Good induction is critical

As our thoughts turn to the New Year and the business challenges ahead, we should spare some for the new employees that we will hire in 2016. Can we put hand on heart and say that we will give them the best possible start?induction-training1

Many businesses have some form of an induction programme. Or it might be fairer to say that they had one. In my experience such programmes are like customer databases: they take a long time to create, then as soon as that effort is over the internal enthusiasm dies. Then the programme becomes a nuisance to administer and its value decays. Before you know it, a new hire is lucky if she ever gets to sit in a room to watch a lackluster presentation by someone who would rather be somewhere else.

The Chartered Institute of Personnel and Development in the UK has this to say about Induction: ‘Induction is the process where employees adjust or acclimatise to their jobs and working environment. As part of this, ‘orientation’ is used for a specific course or training event that new starters attend, and ‘socialisation’ can describe the way in which new employees build up working relationships and find roles for themselves within their new teams. Some people use the term ‘onboarding’ to cover the whole process from an individual’s contact with the organisation before they formally join, through to understanding the business’ ways of working and getting up to speed in their new job.’

CIPD goes on to say: ‘Every organisation, large or small, should have a well-considered induction programme. It should provide all the information that new employees need, without overwhelming or diverting them from the essential process of integrating into their team.’ Wise words? Or just the blooming obvious? Either way, anyone in management knows that delivering a great induction is far harder than most people think.

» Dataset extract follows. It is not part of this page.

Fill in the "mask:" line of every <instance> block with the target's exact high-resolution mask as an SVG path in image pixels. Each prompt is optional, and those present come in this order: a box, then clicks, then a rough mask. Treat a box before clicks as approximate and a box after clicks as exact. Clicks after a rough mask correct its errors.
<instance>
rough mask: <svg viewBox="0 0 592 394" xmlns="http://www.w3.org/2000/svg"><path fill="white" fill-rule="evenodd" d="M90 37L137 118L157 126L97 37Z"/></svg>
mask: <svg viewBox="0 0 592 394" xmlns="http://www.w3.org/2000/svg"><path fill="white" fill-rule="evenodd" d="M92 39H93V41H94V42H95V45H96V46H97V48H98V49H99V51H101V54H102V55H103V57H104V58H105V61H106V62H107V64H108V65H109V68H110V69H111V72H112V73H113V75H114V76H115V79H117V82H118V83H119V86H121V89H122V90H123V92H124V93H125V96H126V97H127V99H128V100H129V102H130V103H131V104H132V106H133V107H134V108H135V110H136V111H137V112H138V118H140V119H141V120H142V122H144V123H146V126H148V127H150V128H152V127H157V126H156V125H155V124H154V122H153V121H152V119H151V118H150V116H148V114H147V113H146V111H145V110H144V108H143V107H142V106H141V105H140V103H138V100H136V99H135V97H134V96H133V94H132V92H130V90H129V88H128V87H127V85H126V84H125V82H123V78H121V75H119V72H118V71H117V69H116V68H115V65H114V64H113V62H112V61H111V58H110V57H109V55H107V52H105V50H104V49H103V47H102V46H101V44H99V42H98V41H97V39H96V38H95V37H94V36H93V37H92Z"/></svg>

According to a report by the Society for Human Resource Management in the US, a whopping 1 in 25 people leave a new job just because of a poor onboarding programme. Here are a few practices SHRM recommends you avoid if you really want to set your new hires up for success. Vague Paper-based Processing

It’s nearly 2016, so if you’re still using paper-based forms for employees; you’re behind the times. Often times, employees hastily go through and sign onboarding documents without a second thought. When it comes to recalling the information they contain – company policy for example-they may not remember where they placed those documents. Empower your employees by having a system in place that allows them to readily access important company information. Going paperless helps with engaging new hires and encourages them to start off in the right direction.

 No Formal Training

Creating a formal training process is an integral part of the onboarding experience. It helps employees understand the expectations of the workplace. The worst thing you can do is throw an employee into the role without showing them the ropes. By providing the necessary tools and training, the new employee is involved and able to adapt to your organisation’s work style and company culture.

 No Mentor

A new employee is going to need guidance to learn all about the company. When a new hire is left to figure out the job by themselves, you run the risk of creating a resentful employee due to lack of direction. Moreover, they’ll more than likely have a negative experience within your company.

Here’s another statistic. Around 80% of new recruits decide within the first six months whether they want to stay with the organisation or not.  And the quality of their induction process has a major influence on the Yes or No vote.  It’s also well known that most new employees take as much as six months before they add significant value to the organisation.  Effective inductions can reduce that time.

What’s the solution?  Well it’s certainly not just a matter of rejigging that PowerPoint.  To use an American term, you need to apply the Four C’s of Onboarding.Talya N Bauer, a Professor at Portland State University, coined these:

  • Compliance. The first day basics.  The tools to do the job such as passes and passwords, computers and contact lists.
  • Clarification is about making goals clear.  What are the ambitions of the overall organisation?  What’s the brand promise?  Who are the key customers? What’s the role of each employee in fulfilling those ambitions and promises?
  • Culture means understanding ‘how we do things around here’
  • Connection involves understanding the information networks and support mechanism needed to get things done.  More importantly, what are the key relationships that need to be generated?

I really think there needs to be a fifth C … and that’s Creativity. Employees deserve to be stimulated and engaged from the outset. Let’s look at employing creativity to do that – in the first week of 2016.  Meantime, a Happy New Year to you all!